10 Everyday Sunnahs We Need to Bring Back

10everydaysunnahsFINAL

 

1. Saying Bismillah or Salam When Entering The House

The Messenger of Allah (SAW) said:

“If a person mentions the name of Allah upon entering his house or eating, Satan says, addressing his followers: ‘You will find nowhere to spend the night and no dinner.’ But if he enters without mentioning the Name of Allah, Satan says (to his followers); ‘You have found (a place) to spend the night in, and if he does not mention the Name of Allah at the time of eating, Satan says: ‘You have found (a place) to spend the night in as well as food.”‘ [Muslim]

2. The Right Side Rule

`A’isha relates that the Prophet (SAW) used to like to start with the right side when putting on his sandals, combing his hair, engaging in his ritual purifications, and in all of his activities.
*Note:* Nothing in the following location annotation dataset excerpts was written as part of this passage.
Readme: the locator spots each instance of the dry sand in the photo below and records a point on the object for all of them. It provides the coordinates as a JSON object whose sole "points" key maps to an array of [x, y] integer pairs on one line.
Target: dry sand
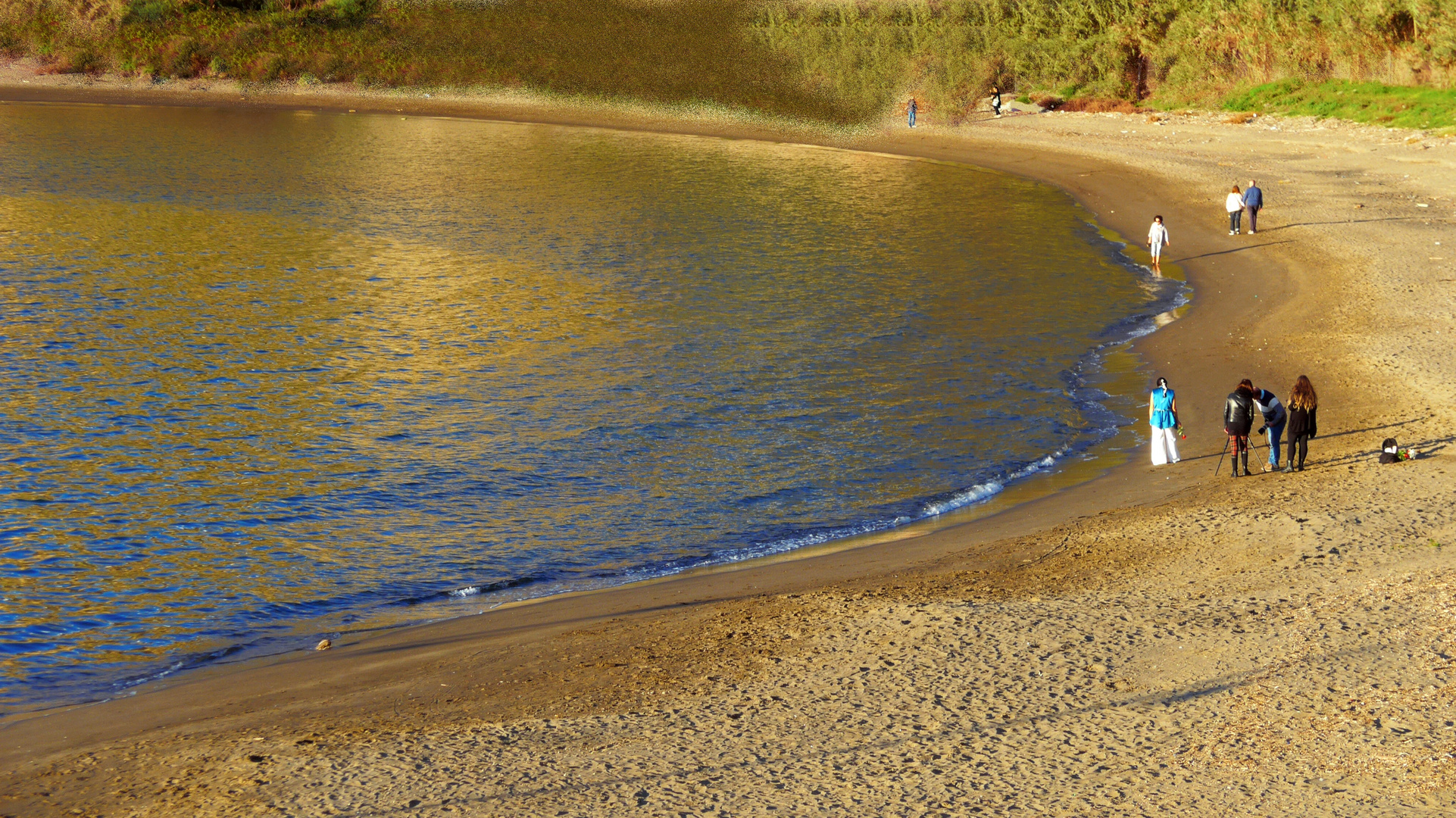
{"points": [[1157, 641]]}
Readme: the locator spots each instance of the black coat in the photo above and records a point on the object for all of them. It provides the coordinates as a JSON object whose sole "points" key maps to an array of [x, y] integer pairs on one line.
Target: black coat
{"points": [[1302, 423], [1238, 414]]}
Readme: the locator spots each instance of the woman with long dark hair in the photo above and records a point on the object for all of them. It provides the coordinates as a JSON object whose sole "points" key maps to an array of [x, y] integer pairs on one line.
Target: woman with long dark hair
{"points": [[1302, 407]]}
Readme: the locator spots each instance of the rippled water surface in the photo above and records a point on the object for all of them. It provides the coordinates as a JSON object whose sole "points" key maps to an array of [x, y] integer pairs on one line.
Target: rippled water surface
{"points": [[271, 374]]}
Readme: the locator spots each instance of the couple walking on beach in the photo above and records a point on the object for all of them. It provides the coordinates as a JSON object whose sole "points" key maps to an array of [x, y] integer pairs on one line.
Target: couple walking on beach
{"points": [[1299, 420], [1250, 201]]}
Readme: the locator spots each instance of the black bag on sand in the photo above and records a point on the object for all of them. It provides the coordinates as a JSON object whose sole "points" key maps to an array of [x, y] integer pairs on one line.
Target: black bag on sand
{"points": [[1389, 451]]}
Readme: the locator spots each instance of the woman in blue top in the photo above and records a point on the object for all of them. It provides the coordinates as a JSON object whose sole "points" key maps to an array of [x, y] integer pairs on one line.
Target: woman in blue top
{"points": [[1162, 415]]}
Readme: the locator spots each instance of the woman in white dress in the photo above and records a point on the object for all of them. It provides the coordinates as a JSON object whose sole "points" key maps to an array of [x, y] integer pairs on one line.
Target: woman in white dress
{"points": [[1162, 417], [1235, 205], [1157, 241]]}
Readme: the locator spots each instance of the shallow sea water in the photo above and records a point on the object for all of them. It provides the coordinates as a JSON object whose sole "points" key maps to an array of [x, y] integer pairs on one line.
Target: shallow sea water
{"points": [[268, 376]]}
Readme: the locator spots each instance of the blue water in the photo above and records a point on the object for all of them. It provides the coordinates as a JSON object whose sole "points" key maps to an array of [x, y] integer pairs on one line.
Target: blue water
{"points": [[268, 376]]}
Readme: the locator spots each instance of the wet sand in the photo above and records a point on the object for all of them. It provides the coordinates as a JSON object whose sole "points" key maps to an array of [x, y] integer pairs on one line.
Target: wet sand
{"points": [[1152, 641]]}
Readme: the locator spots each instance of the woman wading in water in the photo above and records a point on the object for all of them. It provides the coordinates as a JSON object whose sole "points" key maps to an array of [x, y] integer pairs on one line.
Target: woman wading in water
{"points": [[1302, 407], [1157, 241], [1162, 417]]}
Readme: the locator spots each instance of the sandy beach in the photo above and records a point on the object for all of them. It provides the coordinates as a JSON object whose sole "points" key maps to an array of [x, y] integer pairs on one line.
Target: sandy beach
{"points": [[1155, 641]]}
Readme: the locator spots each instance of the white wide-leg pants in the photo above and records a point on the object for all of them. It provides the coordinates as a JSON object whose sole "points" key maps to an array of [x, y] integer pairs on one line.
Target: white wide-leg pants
{"points": [[1165, 447]]}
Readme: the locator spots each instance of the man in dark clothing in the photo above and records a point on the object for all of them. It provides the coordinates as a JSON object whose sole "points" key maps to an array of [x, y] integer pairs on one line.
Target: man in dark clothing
{"points": [[1238, 420], [1274, 420], [1252, 201]]}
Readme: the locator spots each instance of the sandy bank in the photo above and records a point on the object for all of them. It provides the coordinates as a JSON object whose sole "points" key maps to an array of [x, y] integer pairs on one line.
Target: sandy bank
{"points": [[1152, 639]]}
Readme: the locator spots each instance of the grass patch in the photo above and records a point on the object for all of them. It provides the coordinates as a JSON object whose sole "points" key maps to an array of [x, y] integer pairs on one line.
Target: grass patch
{"points": [[1398, 107]]}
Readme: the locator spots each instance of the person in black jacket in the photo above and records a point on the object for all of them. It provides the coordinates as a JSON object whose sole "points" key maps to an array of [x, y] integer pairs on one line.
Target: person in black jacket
{"points": [[1304, 407], [1238, 420]]}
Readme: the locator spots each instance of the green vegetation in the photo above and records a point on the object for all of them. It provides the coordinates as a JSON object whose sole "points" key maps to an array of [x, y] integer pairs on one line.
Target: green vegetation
{"points": [[827, 60], [1363, 102]]}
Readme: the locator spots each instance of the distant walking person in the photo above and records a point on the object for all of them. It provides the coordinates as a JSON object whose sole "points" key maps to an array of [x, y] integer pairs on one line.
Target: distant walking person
{"points": [[1252, 201], [1235, 205], [1157, 241], [1162, 417], [1274, 420], [1304, 407], [1238, 420]]}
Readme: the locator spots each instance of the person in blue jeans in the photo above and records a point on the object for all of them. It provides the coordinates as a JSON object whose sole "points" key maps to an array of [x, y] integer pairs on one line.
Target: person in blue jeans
{"points": [[1274, 420], [1252, 201]]}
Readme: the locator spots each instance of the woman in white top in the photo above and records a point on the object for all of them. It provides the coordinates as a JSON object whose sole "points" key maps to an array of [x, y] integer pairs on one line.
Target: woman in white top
{"points": [[1235, 205], [1157, 241]]}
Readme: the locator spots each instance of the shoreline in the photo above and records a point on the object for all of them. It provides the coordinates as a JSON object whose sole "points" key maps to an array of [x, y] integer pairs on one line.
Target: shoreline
{"points": [[1001, 557], [958, 517]]}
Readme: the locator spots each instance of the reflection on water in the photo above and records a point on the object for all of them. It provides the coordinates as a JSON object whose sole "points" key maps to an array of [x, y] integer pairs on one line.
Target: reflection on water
{"points": [[276, 373]]}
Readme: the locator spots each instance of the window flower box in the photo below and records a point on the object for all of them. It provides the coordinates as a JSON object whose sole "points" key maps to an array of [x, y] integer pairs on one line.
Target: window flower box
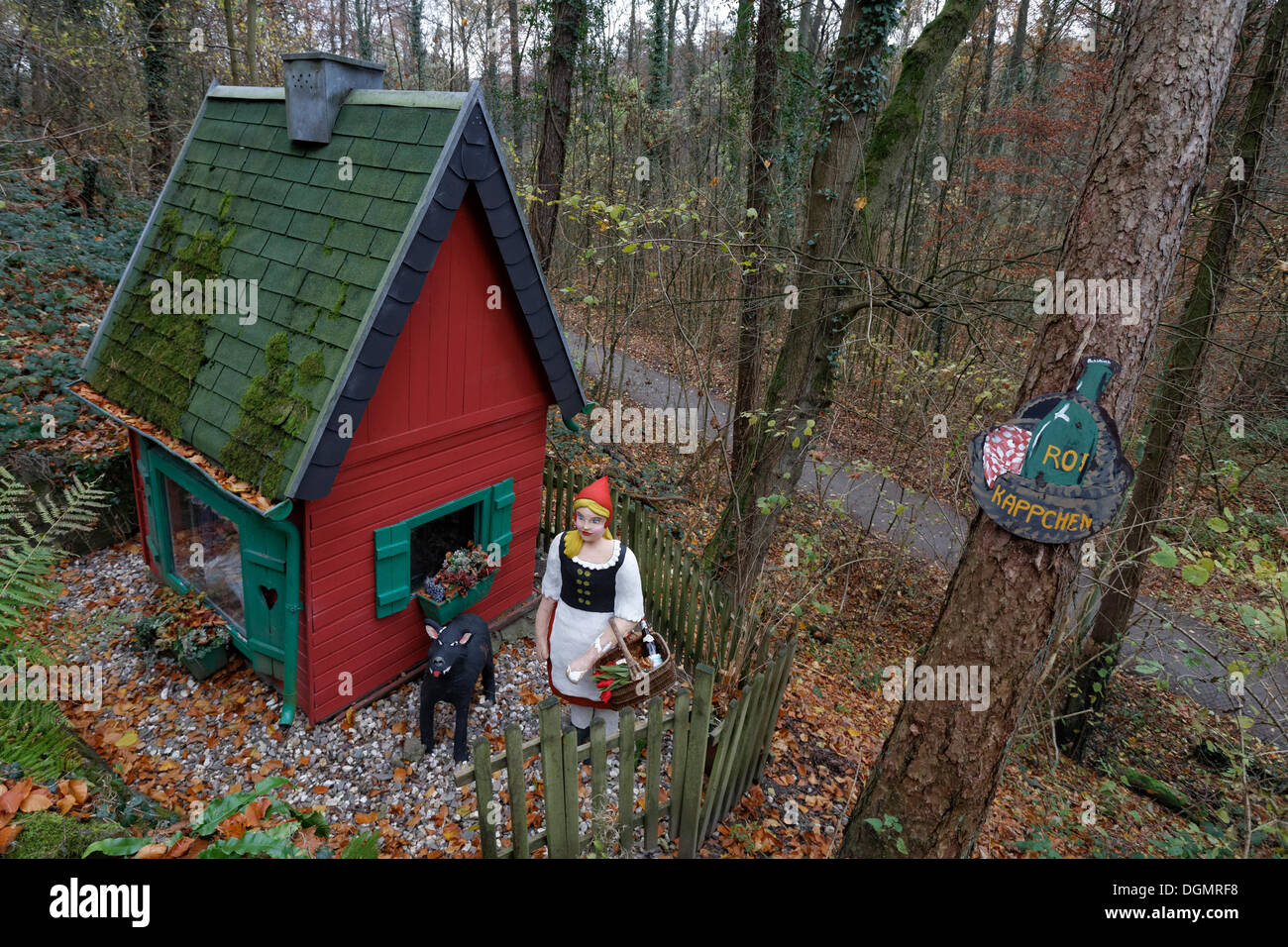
{"points": [[443, 612], [205, 663]]}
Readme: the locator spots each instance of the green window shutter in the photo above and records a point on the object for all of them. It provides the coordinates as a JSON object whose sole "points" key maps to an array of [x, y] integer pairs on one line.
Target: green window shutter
{"points": [[393, 569], [498, 509]]}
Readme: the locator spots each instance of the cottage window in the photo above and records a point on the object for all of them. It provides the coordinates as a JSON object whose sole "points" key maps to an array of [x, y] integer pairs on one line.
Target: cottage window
{"points": [[206, 552], [408, 551], [432, 541]]}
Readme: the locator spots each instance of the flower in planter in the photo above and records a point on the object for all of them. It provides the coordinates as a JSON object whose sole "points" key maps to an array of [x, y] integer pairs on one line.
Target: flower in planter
{"points": [[194, 643], [436, 591], [462, 571]]}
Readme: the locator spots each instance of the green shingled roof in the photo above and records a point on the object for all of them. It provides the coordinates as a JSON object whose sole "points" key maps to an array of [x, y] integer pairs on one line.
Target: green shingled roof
{"points": [[244, 202]]}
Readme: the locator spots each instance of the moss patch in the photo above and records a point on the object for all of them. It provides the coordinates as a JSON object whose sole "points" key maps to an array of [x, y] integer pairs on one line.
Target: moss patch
{"points": [[151, 357], [50, 835], [271, 416]]}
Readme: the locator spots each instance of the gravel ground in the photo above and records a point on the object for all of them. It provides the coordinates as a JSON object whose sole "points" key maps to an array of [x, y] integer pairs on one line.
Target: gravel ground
{"points": [[222, 732]]}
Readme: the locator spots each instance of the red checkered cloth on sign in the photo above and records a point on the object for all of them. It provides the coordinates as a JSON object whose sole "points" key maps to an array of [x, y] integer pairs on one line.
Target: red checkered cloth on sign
{"points": [[1004, 450]]}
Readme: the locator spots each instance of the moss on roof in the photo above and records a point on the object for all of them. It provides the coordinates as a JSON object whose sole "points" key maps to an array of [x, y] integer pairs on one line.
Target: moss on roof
{"points": [[244, 202]]}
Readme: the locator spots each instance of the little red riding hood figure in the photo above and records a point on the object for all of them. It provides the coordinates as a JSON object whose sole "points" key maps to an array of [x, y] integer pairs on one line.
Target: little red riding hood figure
{"points": [[591, 579]]}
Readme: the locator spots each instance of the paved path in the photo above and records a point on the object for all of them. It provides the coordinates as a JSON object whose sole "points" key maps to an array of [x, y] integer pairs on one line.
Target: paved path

When entering the house, wearing shoes or socks, putting on clothes and other such activities – the sunnah is to start from the right side. And when doing lowly or despicable acts like istinja’, removing clothes, entering the toilet etc – the sunnah is to use or start with the left limb.

3. Eating Less (One-third At Max)

Miqdam bin Madikarib said: “I heard the Messenger of Allah (SAW) say:

‘A human being fills no worse vessel than his stomach. It is sufficient for a human being to eat a few mouthfuls to keep his spine straight. But if he must (fill it), then one third of food, one third for drink and one third for air.’” [Ibn Majah]

4. Musafaha – Shaking Hands

It is sunnah to shake hands with when you meet someone of the same gender. It is one of those remarkable sunnah practices many of us don’t know about, or tend to forget. Science says that a simple touch can lower stress and release oxytocin – bringing about a feeling of trust, connection and other positive vibes. No wonder the Prophet (SAW) practiced this habit and thus left this valuable tradition for the Muslim ummah!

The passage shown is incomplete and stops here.